Valorizing inherent resources from waste streams for in-situ CO2 capture and sequestration in the steel industry

The imperative need for decarbonization within the energy-intensive steel industry, a pivotal sector for meeting global warming mitigation targets, underscores the significance of deploying cost-effective CO2 capture and sequestration (CCS) measures. The substantial external costs and resource consumption associated with traditional CCS methods present practical challenges. Here, we proposed a pragmatic strategy to integrate CCS into the steel industry through recycling inherent resources from steelmaking waste streams for in-situ CCS (ICCS).
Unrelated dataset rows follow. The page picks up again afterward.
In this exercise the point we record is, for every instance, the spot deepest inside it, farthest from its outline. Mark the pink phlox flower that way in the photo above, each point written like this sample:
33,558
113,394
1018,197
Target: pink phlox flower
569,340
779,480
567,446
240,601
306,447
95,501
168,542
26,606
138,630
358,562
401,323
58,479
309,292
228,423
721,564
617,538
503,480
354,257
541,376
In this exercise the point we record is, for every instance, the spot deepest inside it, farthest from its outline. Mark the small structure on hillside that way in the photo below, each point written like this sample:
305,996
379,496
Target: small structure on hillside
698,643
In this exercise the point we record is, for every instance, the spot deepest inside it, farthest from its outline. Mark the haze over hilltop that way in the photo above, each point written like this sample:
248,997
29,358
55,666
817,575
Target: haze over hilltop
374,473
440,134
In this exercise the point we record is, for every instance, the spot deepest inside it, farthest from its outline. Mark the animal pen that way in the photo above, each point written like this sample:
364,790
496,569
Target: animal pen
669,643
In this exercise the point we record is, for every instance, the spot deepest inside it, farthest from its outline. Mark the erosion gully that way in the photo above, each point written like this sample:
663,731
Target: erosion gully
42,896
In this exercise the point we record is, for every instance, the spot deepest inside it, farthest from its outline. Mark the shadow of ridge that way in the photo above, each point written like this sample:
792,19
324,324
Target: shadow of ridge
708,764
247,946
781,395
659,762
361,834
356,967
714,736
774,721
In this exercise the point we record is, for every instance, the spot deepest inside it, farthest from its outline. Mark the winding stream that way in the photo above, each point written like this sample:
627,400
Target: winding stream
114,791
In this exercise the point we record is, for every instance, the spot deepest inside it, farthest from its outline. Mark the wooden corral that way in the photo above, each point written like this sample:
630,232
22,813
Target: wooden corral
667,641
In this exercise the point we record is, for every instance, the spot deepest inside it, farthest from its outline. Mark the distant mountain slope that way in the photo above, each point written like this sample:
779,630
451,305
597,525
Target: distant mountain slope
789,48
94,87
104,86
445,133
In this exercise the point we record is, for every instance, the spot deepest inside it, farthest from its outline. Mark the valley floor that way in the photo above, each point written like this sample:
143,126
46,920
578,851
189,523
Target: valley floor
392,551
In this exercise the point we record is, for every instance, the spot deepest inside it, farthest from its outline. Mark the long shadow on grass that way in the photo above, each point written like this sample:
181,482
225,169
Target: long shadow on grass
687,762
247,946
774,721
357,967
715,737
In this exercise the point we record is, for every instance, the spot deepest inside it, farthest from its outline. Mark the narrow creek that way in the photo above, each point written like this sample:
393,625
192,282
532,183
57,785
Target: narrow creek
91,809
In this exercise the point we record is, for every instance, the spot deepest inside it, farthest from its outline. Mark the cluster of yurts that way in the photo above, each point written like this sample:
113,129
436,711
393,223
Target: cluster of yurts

The composites prepared from blast furnace slag (BFS) and steel slag (SS) demonstrated the capacity to capture a maximum of 2.77 mol/kg of CO2 from the simulated flowing flue gas at 75 degrees C, and the energy required could be sourced from steelmaking waste heat. Comprehensive characterizations revealed the evolution of phase compositions and pore structures in different BFS/SS-incorporated composites, providing insights into accelerating the carbonation by elevating temperatures and SS dosages. Notably, ICCS strategy was validated to offer significant potential in CO2 emission reduction (up to -570.0 kg CO2e/t) normalized by compressive strength of the conventional construction materials. Overall, ICCS strategy can minimize the external resource consumption and additional units for implementing collaborative waste recycling in the steel industry with significant environmental benefits.